A special place among natural bioregulators is occupied by phytoadaptogens - these are herbal preparations that non-specifically increase the body's resistance to various adverse effects, including carcinogenic agents. Such adaptogens as ginseng, senticosus senticosus, safflower leuzea, Chinese magnolia vine, rose rhodiola, Manchurian aralia, Baikal skullcap and others have a wide therapeutic range and are able to increase the body's resistance to the damaging effects of chemical, physical and biological nature. Adaptogens reduce the incidence of tumors and also extend the latent period of their development. Natural adaptogens have proven to be very effective when used in combination with antitumor cytostatic drugs, helping to reduce toxic effects and reduce metastasis.
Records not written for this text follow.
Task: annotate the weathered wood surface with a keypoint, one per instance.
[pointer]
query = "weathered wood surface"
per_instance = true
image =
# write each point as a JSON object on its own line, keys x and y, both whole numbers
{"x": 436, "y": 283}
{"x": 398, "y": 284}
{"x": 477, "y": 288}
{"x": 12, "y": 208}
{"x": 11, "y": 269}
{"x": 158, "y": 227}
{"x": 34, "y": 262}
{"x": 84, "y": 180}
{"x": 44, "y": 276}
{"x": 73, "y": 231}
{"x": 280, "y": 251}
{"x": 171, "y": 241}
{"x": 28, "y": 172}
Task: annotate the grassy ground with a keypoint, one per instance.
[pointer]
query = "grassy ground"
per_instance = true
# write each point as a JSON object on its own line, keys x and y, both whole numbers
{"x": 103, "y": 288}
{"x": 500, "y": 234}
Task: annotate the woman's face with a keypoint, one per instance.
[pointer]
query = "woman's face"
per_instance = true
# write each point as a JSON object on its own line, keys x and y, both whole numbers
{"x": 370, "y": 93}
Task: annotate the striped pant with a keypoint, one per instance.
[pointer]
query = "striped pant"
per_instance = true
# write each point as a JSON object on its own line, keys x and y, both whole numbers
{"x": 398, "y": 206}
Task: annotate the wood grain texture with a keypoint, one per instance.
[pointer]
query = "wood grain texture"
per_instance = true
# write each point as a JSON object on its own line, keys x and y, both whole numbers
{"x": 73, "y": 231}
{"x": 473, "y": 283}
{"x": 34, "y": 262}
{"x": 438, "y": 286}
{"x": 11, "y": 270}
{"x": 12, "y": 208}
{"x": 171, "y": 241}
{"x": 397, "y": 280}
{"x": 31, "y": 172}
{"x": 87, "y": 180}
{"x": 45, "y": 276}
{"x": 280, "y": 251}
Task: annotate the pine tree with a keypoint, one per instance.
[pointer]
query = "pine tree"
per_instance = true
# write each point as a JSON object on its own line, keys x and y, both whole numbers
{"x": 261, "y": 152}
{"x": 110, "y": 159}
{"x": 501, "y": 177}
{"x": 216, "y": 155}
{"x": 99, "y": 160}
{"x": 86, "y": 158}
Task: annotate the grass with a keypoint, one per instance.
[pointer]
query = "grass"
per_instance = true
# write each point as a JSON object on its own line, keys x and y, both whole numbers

In experimental conditions, a number of researchers have found that adaptogens such as ginseng and senticosus can prevent metastasis of malignant neoplasms. There is also evidence that Rhodiola rosea, senticosus, and plantain prevent metastasis after surgery.

Many plants contain immunoactive substances, so they can be used as cancer immunotherapy. Such plants include mistletoe, milky white iris, yellow water lily, blue licorice. There are plants that promote the production of interferon and interleukin (plantain, nettle, couch grass, etc.). Some of these plants are used for malignant tumors of various histogenesis to correct immune disorders.